Limitations associated with transcranial direct current stimulation for enhancement: considerations of performance tradeoffs in active-duty Soldiers

Introduction: Transcranial direct current stimulation (tDCS) is a non-invasive brain stimulation method, popular due to its low cost, ease-of-application, and portability. As such, it has gained traction in examining its potential for cognitive enhancement in a diverse range of populations, including active-duty military. However, current literature presents mixed results regarding its efficacy and limited evaluations of possible undesirable side-effects (such as degradation to cognitive processes).

Methods: To further examine its potential for enhancing cognition, a double-blind, randomized, sham-controlled, within-subjects design, was used to evaluate both online active-anodal and -cathodal on several cognitive tasks administered. Potential undesirable side effects related to mood, sleepiness, and cognitive performance, were also assessed. Active tDCS was applied for 30 min, using 2 mA, to the left dorsolateral prefrontal cortex with an extracephalic reference placed on the contralateral arm of 27 (14 males) active-duty Soldiers.

Results: We report mixed results. Specifically, we found improvements in sustained attention (active-anodal) for males in reaction time (p = 0.024, ηp ² = 0.16) and for sensitivity index in females (p = 0.013, ηp ² = 0.18). In addition, we found faster reaction time (p = 0.034, ηp ² = 0.15) and increased accuracy (p = 0.029, ηp ² = 0.16) associated with executive function (active-anodal and -cathodal), and worsened working memory performance (active-cathodal; p = 0.008, ηp ² = 0.18). Additionally, we found increased risk-taking with active-anodal (p = 0.001, ηp ² = 0.33).

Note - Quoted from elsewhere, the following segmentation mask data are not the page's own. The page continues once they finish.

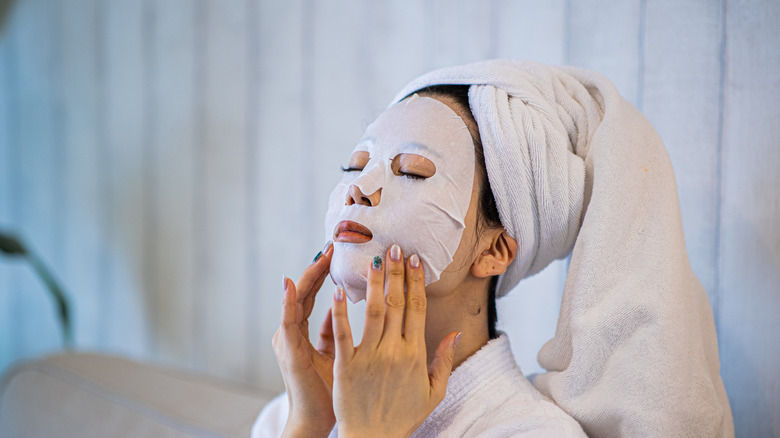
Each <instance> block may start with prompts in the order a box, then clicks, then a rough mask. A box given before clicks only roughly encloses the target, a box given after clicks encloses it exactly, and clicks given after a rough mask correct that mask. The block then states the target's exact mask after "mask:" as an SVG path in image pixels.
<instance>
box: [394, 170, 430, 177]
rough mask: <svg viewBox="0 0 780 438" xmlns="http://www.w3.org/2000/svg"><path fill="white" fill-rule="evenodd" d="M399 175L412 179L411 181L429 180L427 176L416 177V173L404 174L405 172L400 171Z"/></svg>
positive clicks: (417, 175)
mask: <svg viewBox="0 0 780 438" xmlns="http://www.w3.org/2000/svg"><path fill="white" fill-rule="evenodd" d="M399 175H401V176H405V177H407V178H411V179H428V177H427V176H422V175H416V174H414V173H406V172H403V171H400V172H399Z"/></svg>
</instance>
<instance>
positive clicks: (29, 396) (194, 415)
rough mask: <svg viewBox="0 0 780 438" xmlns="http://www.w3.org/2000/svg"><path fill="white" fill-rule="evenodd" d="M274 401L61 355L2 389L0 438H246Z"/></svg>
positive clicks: (101, 356)
mask: <svg viewBox="0 0 780 438" xmlns="http://www.w3.org/2000/svg"><path fill="white" fill-rule="evenodd" d="M274 395H275V394H273V393H271V392H264V391H260V390H258V389H255V388H251V387H245V386H242V385H237V384H232V383H227V382H223V381H219V380H217V379H214V378H210V377H204V376H198V375H195V374H192V373H187V372H182V371H174V370H170V369H166V368H163V367H159V366H152V365H147V364H141V363H138V362H134V361H131V360H128V359H123V358H120V357H113V356H107V355H102V354H91V353H62V354H57V355H54V356H49V357H46V358H44V359H40V360H37V361H34V362H30V363H26V364H22V365H20V366H17V367H15V368H13V369H12V370H11V371H9V372H8V373H7V374H6V375H5V377H4V378H3V380H2V381H1V382H0V436H2V437H9V438H10V437H54V436H57V437H63V438H69V437H74V438H75V437H78V438H85V437H87V438H88V437H109V436H110V437H193V436H197V437H248V436H249V433H250V430H251V427H252V423H253V422H254V420H255V418H256V416H257V414H258V413H259V412H260V410H261V409H262V408H263V406H264V405H265V404H266V403H267V402H268V401H270V400H271V398H273V396H274Z"/></svg>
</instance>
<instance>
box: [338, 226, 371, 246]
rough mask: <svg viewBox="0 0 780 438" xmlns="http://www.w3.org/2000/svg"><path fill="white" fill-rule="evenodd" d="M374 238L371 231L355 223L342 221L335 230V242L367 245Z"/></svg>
mask: <svg viewBox="0 0 780 438" xmlns="http://www.w3.org/2000/svg"><path fill="white" fill-rule="evenodd" d="M373 237H374V234H373V233H371V230H369V229H368V228H366V227H365V226H363V225H361V224H359V223H357V222H353V221H341V222H339V223H338V224H337V225H336V229H335V230H333V241H334V242H346V243H366V242H369V241H370V240H371V239H372V238H373Z"/></svg>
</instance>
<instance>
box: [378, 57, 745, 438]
mask: <svg viewBox="0 0 780 438" xmlns="http://www.w3.org/2000/svg"><path fill="white" fill-rule="evenodd" d="M433 85H469V86H470V88H469V104H470V107H471V111H472V113H473V115H474V118H475V120H476V121H477V125H478V126H479V134H480V137H481V141H482V146H483V149H484V155H485V164H486V168H487V174H488V180H489V181H490V186H491V189H492V192H493V195H494V197H495V199H496V206H497V207H498V212H499V215H500V217H501V222H502V224H503V226H504V228H505V229H506V231H507V232H508V233H509V235H510V236H512V237H513V238H515V239H516V240H517V243H518V253H517V257H516V259H515V261H514V262H513V263H512V265H511V266H510V267H509V269H508V270H507V272H506V273H505V274H504V275H502V276H501V277H500V278H499V282H498V285H497V290H496V295H497V296H498V297H500V296H503V295H505V294H506V293H508V292H509V291H510V290H511V289H512V288H514V286H516V285H517V283H518V282H519V281H520V280H522V279H523V278H525V277H528V276H530V275H533V274H535V273H537V272H539V271H541V270H542V269H544V267H546V266H547V265H548V264H549V263H550V262H552V261H553V260H555V259H560V258H564V257H566V256H568V255H569V253H571V254H572V256H571V262H570V265H569V272H568V275H567V278H566V284H565V287H564V291H563V298H562V304H561V310H560V315H559V319H558V326H557V329H556V333H555V337H554V338H553V339H551V340H550V341H548V342H547V343H546V344H545V345H544V347H543V348H542V350H541V351H540V352H539V362H540V364H541V365H542V366H543V367H544V368H545V369H546V370H548V372H546V373H543V374H540V375H538V376H536V377H535V379H534V384H535V385H536V386H537V388H538V389H539V390H540V391H541V392H543V393H544V394H546V395H547V396H549V397H551V398H552V399H553V400H554V401H555V402H556V403H557V404H558V405H559V406H560V407H561V408H563V409H564V410H565V411H566V412H567V413H569V414H570V415H572V416H573V417H574V418H576V419H577V420H578V421H579V422H580V424H581V425H582V426H583V428H584V430H585V431H586V432H587V433H588V434H589V435H592V436H599V437H602V436H604V437H607V436H609V437H618V436H621V437H622V436H625V437H635V436H696V437H714V436H718V437H730V436H733V435H734V430H733V423H732V418H731V411H730V408H729V404H728V400H727V398H726V392H725V389H724V387H723V382H722V380H721V377H720V365H719V360H718V347H717V338H716V334H715V324H714V320H713V316H712V310H711V308H710V305H709V301H708V298H707V294H706V292H705V290H704V288H703V287H702V285H701V283H700V282H699V280H698V279H697V278H696V275H695V274H694V273H693V270H692V269H691V266H690V262H689V260H688V255H687V252H686V250H685V237H684V235H683V227H682V218H681V215H680V207H679V201H678V198H677V188H676V183H675V179H674V173H673V171H672V166H671V163H670V161H669V157H668V154H667V152H666V149H665V148H664V145H663V143H662V142H661V139H660V138H659V136H658V134H657V133H656V132H655V130H654V129H653V127H652V126H651V125H650V123H649V122H648V121H647V119H645V117H644V116H642V114H641V113H639V111H637V110H636V108H634V107H633V106H632V105H631V104H630V103H629V102H627V101H626V100H625V99H624V98H623V97H622V96H620V94H619V93H618V92H617V90H616V89H615V87H614V86H613V85H612V83H611V82H610V81H609V80H607V79H606V78H604V77H603V76H601V75H599V74H597V73H595V72H592V71H589V70H585V69H580V68H574V67H552V66H547V65H543V64H539V63H535V62H525V61H509V60H493V61H484V62H479V63H474V64H469V65H464V66H457V67H450V68H445V69H441V70H437V71H433V72H431V73H428V74H425V75H423V76H421V77H419V78H417V79H415V80H414V81H412V82H411V83H410V84H408V85H407V86H406V87H405V88H404V89H403V90H401V92H400V93H398V95H397V96H396V98H395V100H394V101H393V102H397V101H398V100H400V99H403V97H404V96H407V95H409V94H410V93H413V92H415V91H417V90H420V89H422V88H425V87H428V86H433Z"/></svg>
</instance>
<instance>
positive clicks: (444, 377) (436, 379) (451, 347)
mask: <svg viewBox="0 0 780 438" xmlns="http://www.w3.org/2000/svg"><path fill="white" fill-rule="evenodd" d="M461 334H462V332H452V333H450V334H449V335H447V336H445V337H444V339H442V341H441V342H440V343H439V346H438V347H437V348H436V353H435V354H434V356H433V361H431V366H430V368H429V369H428V378H429V379H430V382H431V398H432V399H433V400H434V401H436V404H438V403H439V402H440V401H442V400H443V399H444V395H445V394H446V393H447V381H448V380H449V379H450V373H452V363H453V359H454V358H455V346H456V345H458V342H459V341H460V336H461Z"/></svg>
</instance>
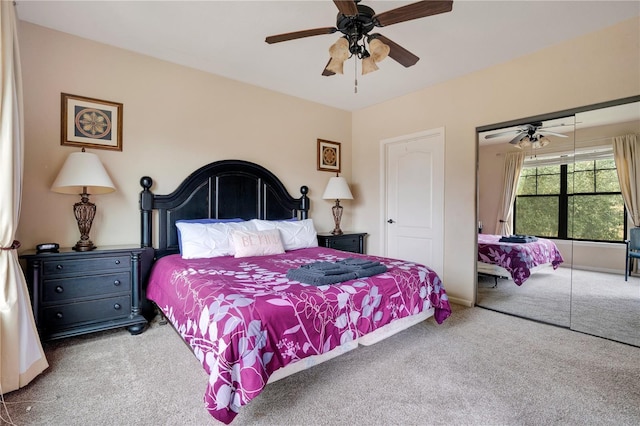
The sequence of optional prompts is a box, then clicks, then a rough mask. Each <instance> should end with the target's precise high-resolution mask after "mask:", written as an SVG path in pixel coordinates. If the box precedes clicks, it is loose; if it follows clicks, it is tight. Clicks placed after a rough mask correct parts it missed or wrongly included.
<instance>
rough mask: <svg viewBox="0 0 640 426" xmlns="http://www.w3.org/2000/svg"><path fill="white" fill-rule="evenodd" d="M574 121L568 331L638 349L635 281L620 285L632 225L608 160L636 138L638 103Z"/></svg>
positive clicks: (588, 114) (638, 329)
mask: <svg viewBox="0 0 640 426" xmlns="http://www.w3.org/2000/svg"><path fill="white" fill-rule="evenodd" d="M575 116H576V132H575V135H576V136H575V149H576V154H575V159H576V163H575V168H574V177H573V179H574V181H573V192H574V198H575V200H574V205H573V209H574V210H573V226H574V241H573V247H574V249H573V253H574V255H573V280H572V291H571V328H572V329H574V330H577V331H581V332H585V333H589V334H593V335H596V336H600V337H605V338H608V339H612V340H617V341H620V342H624V343H629V344H632V345H636V346H640V276H638V275H635V274H633V275H631V276H630V277H629V278H628V279H627V281H625V279H624V268H625V256H626V244H624V243H623V241H624V240H625V239H627V238H628V235H629V232H628V230H629V228H631V227H633V226H634V224H633V223H631V221H630V220H629V217H628V214H627V212H626V211H625V208H624V201H623V196H622V195H621V189H620V179H624V177H621V178H619V177H618V173H617V168H616V162H615V161H614V159H613V156H614V138H616V137H618V138H621V139H624V141H622V142H621V144H620V145H618V153H616V154H615V155H617V156H622V157H624V156H626V155H628V154H629V153H630V151H628V150H627V148H628V147H629V145H627V144H628V143H630V141H627V140H626V139H627V135H636V136H638V135H640V102H632V103H626V104H622V105H613V106H609V107H604V108H597V109H594V110H591V111H583V112H578V113H576V115H575ZM638 143H640V142H636V147H637V144H638ZM620 151H622V152H620ZM639 154H640V151H636V155H639ZM619 161H620V160H619ZM621 161H624V160H621ZM636 164H638V165H640V162H638V161H637V160H636ZM622 169H623V171H622V172H621V173H622V174H624V173H625V169H626V167H625V166H622ZM637 173H638V172H636V173H635V176H638V174H637ZM636 184H638V182H636ZM594 240H595V241H594Z"/></svg>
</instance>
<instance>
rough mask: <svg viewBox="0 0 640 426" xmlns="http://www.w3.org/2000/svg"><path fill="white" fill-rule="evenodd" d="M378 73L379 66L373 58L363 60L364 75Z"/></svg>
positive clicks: (363, 71) (369, 58)
mask: <svg viewBox="0 0 640 426" xmlns="http://www.w3.org/2000/svg"><path fill="white" fill-rule="evenodd" d="M374 71H378V66H377V65H376V63H375V61H374V60H373V58H372V57H371V56H367V57H366V58H364V59H362V75H366V74H369V73H370V72H374Z"/></svg>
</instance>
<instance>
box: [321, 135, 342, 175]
mask: <svg viewBox="0 0 640 426" xmlns="http://www.w3.org/2000/svg"><path fill="white" fill-rule="evenodd" d="M340 166H341V159H340V142H331V141H325V140H323V139H318V170H322V171H324V172H335V173H340V171H341V170H340Z"/></svg>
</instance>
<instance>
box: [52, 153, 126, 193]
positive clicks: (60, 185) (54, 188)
mask: <svg viewBox="0 0 640 426" xmlns="http://www.w3.org/2000/svg"><path fill="white" fill-rule="evenodd" d="M85 188H86V190H85ZM51 190H52V191H53V192H59V193H61V194H81V193H85V192H86V193H87V194H107V193H109V192H113V191H115V190H116V188H115V186H114V185H113V182H112V181H111V178H109V175H108V174H107V171H106V170H105V169H104V166H103V165H102V163H101V162H100V159H99V158H98V156H97V155H95V154H92V153H89V152H84V151H83V152H74V153H71V154H70V155H69V157H67V160H66V161H65V162H64V165H63V166H62V169H60V172H59V173H58V177H57V178H56V180H55V181H54V182H53V185H51Z"/></svg>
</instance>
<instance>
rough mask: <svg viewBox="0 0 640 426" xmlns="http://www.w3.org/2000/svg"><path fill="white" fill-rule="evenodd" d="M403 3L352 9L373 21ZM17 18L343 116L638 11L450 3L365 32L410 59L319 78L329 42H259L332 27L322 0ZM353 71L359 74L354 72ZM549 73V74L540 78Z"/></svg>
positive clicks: (126, 7) (103, 4) (585, 3)
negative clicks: (385, 25)
mask: <svg viewBox="0 0 640 426" xmlns="http://www.w3.org/2000/svg"><path fill="white" fill-rule="evenodd" d="M409 3H412V2H411V1H409V2H407V1H375V0H363V1H362V4H365V5H368V6H370V7H372V8H373V9H374V10H375V11H376V12H377V13H381V12H384V11H387V10H390V9H393V8H396V7H399V6H403V5H405V4H409ZM17 14H18V18H19V19H21V20H23V21H27V22H31V23H34V24H37V25H41V26H44V27H49V28H52V29H55V30H59V31H63V32H67V33H70V34H73V35H77V36H80V37H84V38H88V39H91V40H95V41H98V42H102V43H105V44H109V45H113V46H117V47H121V48H123V49H128V50H131V51H135V52H138V53H142V54H145V55H149V56H153V57H156V58H159V59H163V60H166V61H169V62H173V63H177V64H181V65H185V66H188V67H192V68H196V69H199V70H202V71H206V72H210V73H213V74H217V75H221V76H225V77H228V78H231V79H234V80H238V81H241V82H244V83H249V84H252V85H256V86H260V87H263V88H267V89H271V90H275V91H277V92H281V93H285V94H289V95H292V96H296V97H299V98H303V99H307V100H310V101H313V102H318V103H321V104H325V105H328V106H332V107H336V108H340V109H344V110H348V111H354V110H358V109H361V108H364V107H367V106H370V105H374V104H377V103H380V102H383V101H386V100H389V99H392V98H394V97H397V96H401V95H404V94H407V93H411V92H414V91H416V90H420V89H423V88H426V87H429V86H432V85H435V84H438V83H441V82H443V81H446V80H449V79H452V78H455V77H459V76H462V75H465V74H469V73H472V72H474V71H477V70H480V69H483V68H487V67H490V66H492V65H495V64H498V63H501V62H505V61H508V60H511V59H513V58H516V57H519V56H523V55H526V54H529V53H531V52H534V51H537V50H540V49H543V48H545V47H548V46H551V45H553V44H556V43H559V42H562V41H564V40H568V39H571V38H575V37H578V36H580V35H582V34H586V33H590V32H593V31H596V30H599V29H602V28H605V27H608V26H611V25H614V24H616V23H618V22H620V21H623V20H626V19H629V18H632V17H634V16H639V15H640V2H638V1H620V2H617V1H480V0H478V1H475V0H454V3H453V11H452V12H449V13H444V14H440V15H436V16H430V17H427V18H422V19H417V20H413V21H408V22H403V23H399V24H395V25H390V26H387V27H383V28H379V29H376V32H379V33H381V34H382V35H384V36H386V37H387V38H389V39H391V40H393V41H394V42H396V43H398V44H400V45H401V46H403V47H404V48H406V49H408V50H409V51H411V52H412V53H414V54H415V55H417V56H419V57H420V58H421V59H420V61H418V63H417V64H416V65H414V66H413V67H410V68H404V67H403V66H401V65H400V64H398V63H397V62H395V61H393V60H392V59H391V58H387V59H386V60H384V61H383V62H381V63H379V64H378V66H379V67H380V69H379V71H376V72H374V73H370V74H367V75H365V76H362V75H358V76H357V93H355V90H354V89H355V62H356V61H355V60H354V59H353V58H352V59H349V60H348V61H346V62H345V74H344V75H334V76H331V77H323V76H322V75H321V73H322V70H323V69H324V67H325V65H326V64H327V61H328V59H329V52H328V49H329V47H330V46H331V44H333V43H334V42H335V41H336V40H337V39H338V38H339V36H340V33H336V34H331V35H320V36H314V37H308V38H303V39H298V40H293V41H287V42H282V43H277V44H271V45H269V44H267V43H265V41H264V39H265V37H266V36H269V35H274V34H281V33H287V32H293V31H299V30H305V29H311V28H320V27H330V26H335V24H336V22H335V21H336V15H337V8H336V6H335V5H334V4H333V2H332V1H330V0H300V1H281V0H275V1H267V0H263V1H245V0H236V1H141V0H138V1H55V0H46V1H34V0H17ZM359 67H360V64H358V69H359ZM551 69H552V68H551Z"/></svg>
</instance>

Discussion: tDCS may hold promise as a method for cognitive enhancement, as evidenced by our findings related to sustained attention and executive function. However, we caution that further study is required to better understand additional parameters and limitations that may explain results, as our study only focused on anode vs. cathode stimulation. Risk-taking was examined secondary to our main interests which warrants further experimental investigation isolating potential tradeoffs that may be associated with tDCS simulation.